El tema, claro, eran las tribus urbanas y algunas de las mejores historias que dejaron en el Madrid ochentero y noventero, su época de esplendor. Unos años en los que las anécdotas se sucedían en el entorno malasañero. Mañas empezó contextualizando el fenómeno: después de la Segunda Guerra Mundial, en una época de expansión consumista, muchos jóvenes empezaron a disponer de algo de dinero para comprar discos.

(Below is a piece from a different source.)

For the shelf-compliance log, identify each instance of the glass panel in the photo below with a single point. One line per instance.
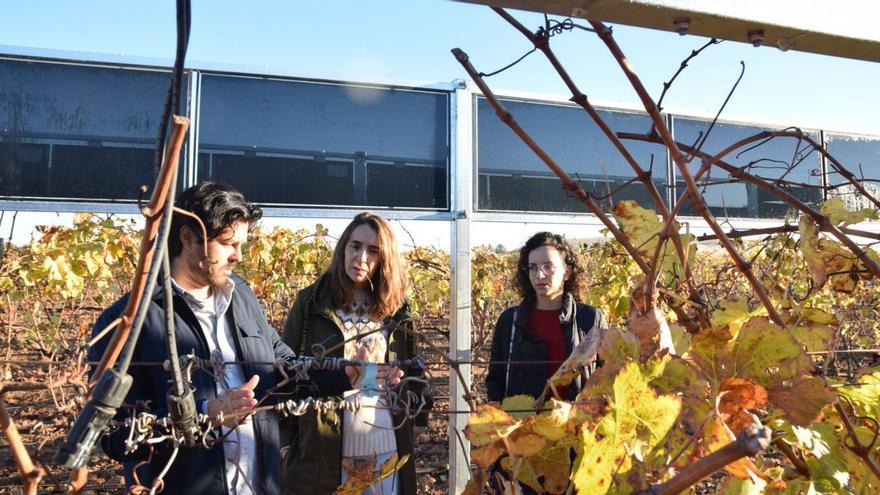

Así, se fueron configurando identidades a través de los gustos musicales primero, luego moldeadas por la vestimenta, los accesorios, las aficiones o las inclinaciones ideológicas. Un fenómeno ligado también al crecimiento de las ciudades y “eminentemente urbano”, explicó el autor de Historias del Kronen.

En esta cultura callejera, los tres invitados de la noche “serían generales si pusiésemos galones”, bromea Mañas. Cada uno desde su atalaya: Iñaki era graffitero, Paco el más heavy de Canillejas y Juanma lleva el rock 'n' roll en las venas desde que un colega le dijo que le pegaba ser “un tipo duro” y debía “dejar de ir de californiano”.

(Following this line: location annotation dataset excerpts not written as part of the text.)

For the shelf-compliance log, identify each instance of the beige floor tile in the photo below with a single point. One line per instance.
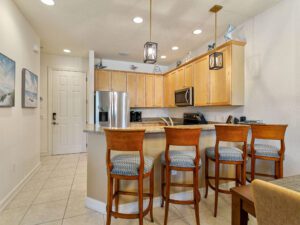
(57, 222)
(12, 216)
(53, 194)
(59, 182)
(76, 207)
(89, 219)
(23, 199)
(45, 212)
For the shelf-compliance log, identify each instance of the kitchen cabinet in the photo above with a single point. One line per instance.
(132, 89)
(179, 79)
(169, 89)
(158, 91)
(188, 75)
(150, 90)
(118, 81)
(201, 82)
(140, 91)
(102, 80)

Después de las presentaciones de rigor (aunque en la noche malasañera todo el mundo se conoce), Mañas empezó hablando de los heavies. Mencionó cómo el día anterior, en el Pregonen que abría la semana de actos, preguntaron a los asistentes con qué tribu urbana se identificaban: “Con la que más gente levantó la mano fue con los heavies, y es verdad que da la impresión de que fue la más numerosa, aunque sin embargo se ha escrito poco sobre ellos”.

Fue Escribano, claro, quien tomó la palabra. Comienza hablando de una época de niñez, el tardofranquismo, en la que las referencias musicales con las que se cría son Camilo Sesto o José Luis Perales. “Cuando llega Fórmula V me creo que aquello es la caña”. Hasta que escuchó Highway to Hell de AC/DC: “Me mete un jamacuco por dentro. Empiezo a dejarme el pelo largo, me compro unos pantalones de rayas negras y blancas y mis padres flipan. Empiezo a escarbar hacia atrás, y cuando doy con Led Zeppelin me digo que esto es lo mío”.

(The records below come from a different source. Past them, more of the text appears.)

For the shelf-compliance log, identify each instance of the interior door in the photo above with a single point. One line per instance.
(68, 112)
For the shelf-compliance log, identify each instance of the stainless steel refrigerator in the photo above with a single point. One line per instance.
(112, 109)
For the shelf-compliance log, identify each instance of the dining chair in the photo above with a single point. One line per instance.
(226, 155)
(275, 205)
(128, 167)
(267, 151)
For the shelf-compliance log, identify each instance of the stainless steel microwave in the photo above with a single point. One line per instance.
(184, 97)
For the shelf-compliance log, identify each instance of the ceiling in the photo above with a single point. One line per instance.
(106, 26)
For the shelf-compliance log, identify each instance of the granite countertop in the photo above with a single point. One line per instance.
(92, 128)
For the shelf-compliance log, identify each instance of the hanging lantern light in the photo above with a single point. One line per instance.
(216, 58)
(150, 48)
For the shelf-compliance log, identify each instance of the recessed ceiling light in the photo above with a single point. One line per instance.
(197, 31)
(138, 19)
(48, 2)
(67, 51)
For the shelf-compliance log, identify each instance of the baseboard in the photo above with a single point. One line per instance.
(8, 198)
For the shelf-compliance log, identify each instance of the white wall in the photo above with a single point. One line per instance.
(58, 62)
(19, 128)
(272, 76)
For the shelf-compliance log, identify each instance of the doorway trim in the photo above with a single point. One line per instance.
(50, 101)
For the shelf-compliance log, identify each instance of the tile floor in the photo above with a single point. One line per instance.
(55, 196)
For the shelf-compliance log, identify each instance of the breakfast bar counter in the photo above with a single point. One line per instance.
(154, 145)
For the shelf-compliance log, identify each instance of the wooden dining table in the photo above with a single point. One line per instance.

Su juventud coincide además con grupos como Leño o Burning, en un momento de enorme efervescencia: “Madrid era una fiesta. Veníamos de una generación que había luchado contra el franquismo por la libertad, y nosotros simplemente queríamos pasarlo bien. Sexo, droga y rock'n' roll. No precisamente en ese orden.”.

Geografía de las identidades

El autor de 5 Jotas se explaya sobre los locales míticos de la época: del Argentina en San Blas al Malandro o el Nueva Visión de Malasaña, cuando sus amigos y él pasaron a ser “heavies-rockeros”. “La Vía Láctea nos parecía un poco de pijos y El Pentagrama demasiado melancólico”, declara sobre dos de los lugares más míticos de la zona. “Cuando cerraba Malasaña, no como ahora a las 03.00 sino a las 05.00, nos íbamos al Ya'sta. Era curioso, porque ya no quedaba nadie en la calle, pero si entrabas allí estaba petado”. Mañas comenta algo sobre este éxodo desde el barrio para salir de fiesta: “En realidad los madrileños vivimos en la periferia, el Centro no es de nadie”.

La cuestión geográfica no es baladí. Incluso se habla de una especie de frontera urbana, situada en la calle Fuencarral. A un lado Pachá (actual Teatro Barceló), “templo del pijerío”. Al otro, los garitos emblemáticos de las identidades urbanas más subversivas. En uno de ellos, El Sol, era habitual durante los noventa encontrar a tipos con patillas, tupé y chupa de cuero. Uno de ellos era Juanma “El Terrible”. Y no cualquiera: “Yo era el jefe de El Sol”.

Su ronda nocturna empezaba en La Ría, cerca de la Glorieta de Bilbao: “En aquella época ponían de aperitivo el pulpo a la vinagreta, que hoy es un auténtico manjar, así que ahí cenábamos mientras íbamos lubricando nuestro estómago con minis”. De ahí a El Penta, luego La Vía Láctea, Nueva Visión, vuelta a El Penta para “la antepenúltima” y después El Sol. La cosa no acababa ahí, ya que luego llegaban afters como el Ya'sta o El Comité.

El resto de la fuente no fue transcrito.